自分の触ったのは展示機ですから、保護者パスワードや各種利用制限は未設定ですので、そこから開発者メニューには入れるかどうかを制限出来るのだと思います。そこで提供元不明アプリのチェックを外しておけば入れられないと思います。(USB経由でADBとか使えるんだろうか?)
とはいえインストールされているアプリを親が一覧で確認、不要なアプリを稼働禁止する画面が存在するので、親がたまーにその項目を操作すればさらに安全そうですね。
正真正銘、ドコモの発明
というわけで親がこの機種について知識があり、定期的にSH-05Eを覗けば安全そうだということがわかりました。spモードと保護者パスワードによる強力なガードにより、理性が欲望に打ち負ける、ほとんど全ての子供の気の迷いに耐えることができそうです。
しかし子供にスマートフォンを買い与えたような時、生産的な用途にスマートフォンを使い、あわよくばアプリを作り始めたり…なんて可能性はなきにしもあらず。案外プログラミングなんて始めたりするかもしれません。普通のスマートフォンを約束ガチガチにして与えると、そうした芽を摘んでしまいそうな気がするのです。
SH-05Eなら、アプリが欲しけりゃ、apkファイルをパソコンから自分で落とし、microSDカードリーダー経由で送り込み、それを本体側で読み込ませるという、なんかいきなりヘビーなAndroidユーザーがやってそうなことをしなければいけません。
親も「無ければ自分で作れ」とか約束しておけば、案外自分でアプリを作り始めるかもしれません。今の時代はアプリが溢れすぎています。App Store、Google Playを覗けばなんでもあります。しかし、「自分で作れ」。あえて崖から突き放す。突き放された子は、いきなりAndroid SDKのインストールを始めるかもしれません。エリート街頭まっしぐらじゃないですか。
まあ端っから子供にプログラミングやITリテラシーを学習させる気のないような親は、microSDカードを引っこ抜き、「スマホを使うための、あなたとの約束はたった1つ。microSDカードの購入・所持を一切しないこと。これだけ。私って優しいでしょ?」と言うだけでオッケーです。子供は完全にあなたの制御下です。
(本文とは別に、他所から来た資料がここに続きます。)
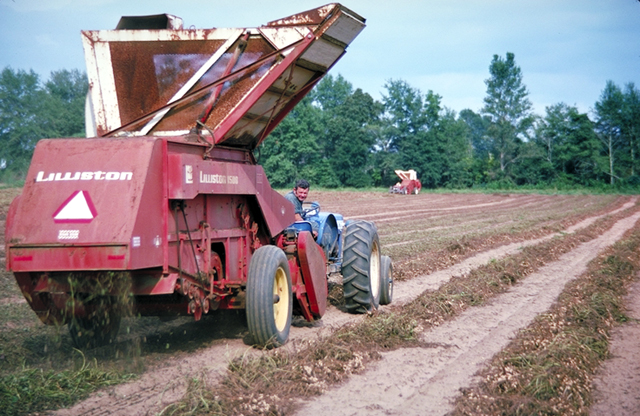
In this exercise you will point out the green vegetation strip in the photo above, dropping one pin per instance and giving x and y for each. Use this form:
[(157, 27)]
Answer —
[(548, 368), (34, 390), (272, 383)]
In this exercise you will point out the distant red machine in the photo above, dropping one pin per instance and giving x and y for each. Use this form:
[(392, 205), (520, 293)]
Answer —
[(409, 183), (165, 210)]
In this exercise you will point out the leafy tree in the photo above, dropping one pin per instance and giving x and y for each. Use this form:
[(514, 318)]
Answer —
[(609, 119), (352, 140), (631, 123), (21, 124), (453, 137), (406, 124), (569, 144), (507, 108), (64, 106), (292, 146)]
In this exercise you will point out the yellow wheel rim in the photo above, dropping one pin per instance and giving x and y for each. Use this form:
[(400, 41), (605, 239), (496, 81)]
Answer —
[(281, 293), (374, 270)]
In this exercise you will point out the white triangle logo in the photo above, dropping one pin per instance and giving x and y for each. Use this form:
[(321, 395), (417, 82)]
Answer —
[(77, 208)]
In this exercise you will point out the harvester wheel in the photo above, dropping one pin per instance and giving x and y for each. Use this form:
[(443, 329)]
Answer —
[(99, 327), (361, 267), (386, 280), (269, 299)]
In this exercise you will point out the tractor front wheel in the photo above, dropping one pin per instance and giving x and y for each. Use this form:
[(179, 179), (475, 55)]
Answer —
[(386, 280), (361, 267), (269, 298)]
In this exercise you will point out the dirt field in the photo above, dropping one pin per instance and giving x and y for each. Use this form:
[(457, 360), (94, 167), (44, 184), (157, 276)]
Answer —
[(431, 238)]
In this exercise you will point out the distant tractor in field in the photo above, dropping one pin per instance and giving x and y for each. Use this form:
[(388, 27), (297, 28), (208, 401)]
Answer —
[(409, 183)]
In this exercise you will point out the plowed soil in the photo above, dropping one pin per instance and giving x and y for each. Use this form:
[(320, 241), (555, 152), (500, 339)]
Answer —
[(430, 238)]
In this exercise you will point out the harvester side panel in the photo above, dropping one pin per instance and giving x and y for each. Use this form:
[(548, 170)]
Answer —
[(87, 193)]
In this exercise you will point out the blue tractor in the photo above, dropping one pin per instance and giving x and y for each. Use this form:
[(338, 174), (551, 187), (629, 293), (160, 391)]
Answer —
[(352, 248)]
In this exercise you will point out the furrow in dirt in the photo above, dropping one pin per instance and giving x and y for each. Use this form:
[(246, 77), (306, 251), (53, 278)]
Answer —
[(423, 381), (616, 385)]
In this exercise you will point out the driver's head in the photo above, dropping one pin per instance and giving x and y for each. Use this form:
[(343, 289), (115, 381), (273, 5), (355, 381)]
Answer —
[(301, 189)]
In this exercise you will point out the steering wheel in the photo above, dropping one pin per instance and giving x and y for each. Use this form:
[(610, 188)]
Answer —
[(311, 211)]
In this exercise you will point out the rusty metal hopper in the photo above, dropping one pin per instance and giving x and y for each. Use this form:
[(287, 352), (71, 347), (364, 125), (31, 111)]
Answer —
[(232, 85)]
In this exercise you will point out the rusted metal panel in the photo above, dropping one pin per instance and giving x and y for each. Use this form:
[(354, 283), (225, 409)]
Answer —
[(159, 82)]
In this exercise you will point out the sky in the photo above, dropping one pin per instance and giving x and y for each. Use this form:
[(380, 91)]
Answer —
[(566, 49)]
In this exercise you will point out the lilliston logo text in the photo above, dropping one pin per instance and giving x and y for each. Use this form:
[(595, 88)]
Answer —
[(84, 176), (215, 178)]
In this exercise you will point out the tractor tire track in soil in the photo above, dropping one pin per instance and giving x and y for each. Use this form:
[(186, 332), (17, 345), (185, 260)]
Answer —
[(617, 383), (166, 383), (424, 381)]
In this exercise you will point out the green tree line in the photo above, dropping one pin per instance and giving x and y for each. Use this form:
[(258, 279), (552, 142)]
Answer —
[(339, 136), (31, 110)]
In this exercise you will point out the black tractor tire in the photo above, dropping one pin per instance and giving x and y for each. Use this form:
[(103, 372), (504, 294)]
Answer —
[(99, 327), (386, 280), (269, 297), (361, 267)]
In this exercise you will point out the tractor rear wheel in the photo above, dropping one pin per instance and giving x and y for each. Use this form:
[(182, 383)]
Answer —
[(100, 325), (386, 280), (269, 298), (361, 267)]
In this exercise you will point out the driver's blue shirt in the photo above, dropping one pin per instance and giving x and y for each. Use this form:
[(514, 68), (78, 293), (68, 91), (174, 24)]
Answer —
[(297, 205)]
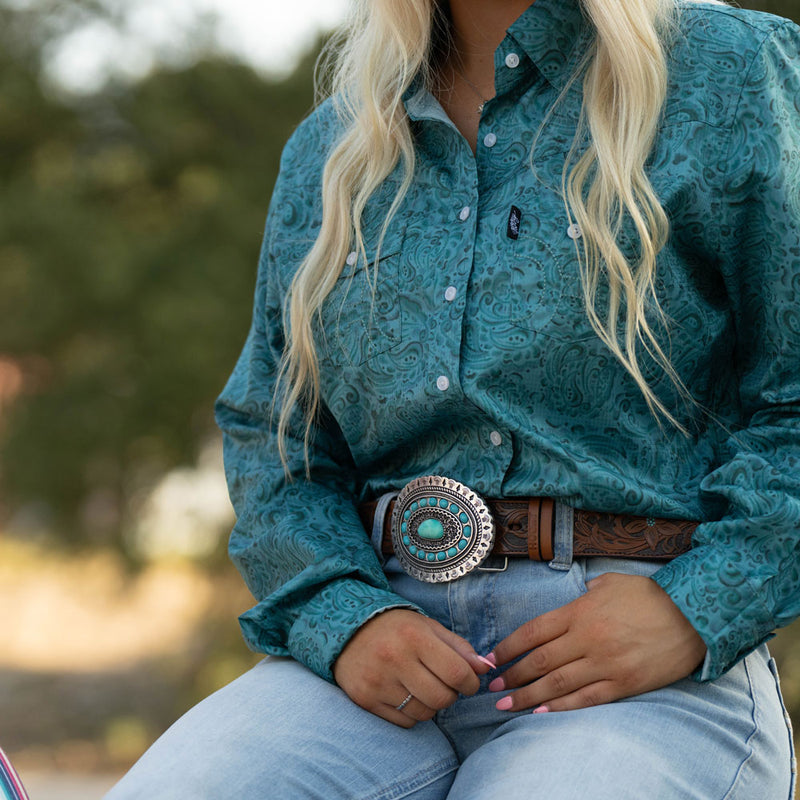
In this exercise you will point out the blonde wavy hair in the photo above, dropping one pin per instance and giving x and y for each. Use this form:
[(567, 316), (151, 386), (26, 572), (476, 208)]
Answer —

厳しすぎたがゆえの反動で、rootを取ってカスタムROMを動かす魔改造をするような、超ギークな子供が育ってしまったら対処不能ですが、それはそれで素晴らしいような気もしますが。
子供が将来プログラマーになる道は残しつつ、ネットの広大な荒海を、多くの子供が安心して泳げる狭い市民プールへと変える、非常にクローズドな端末を作り上げたドコモは、賞賛に値すると思います。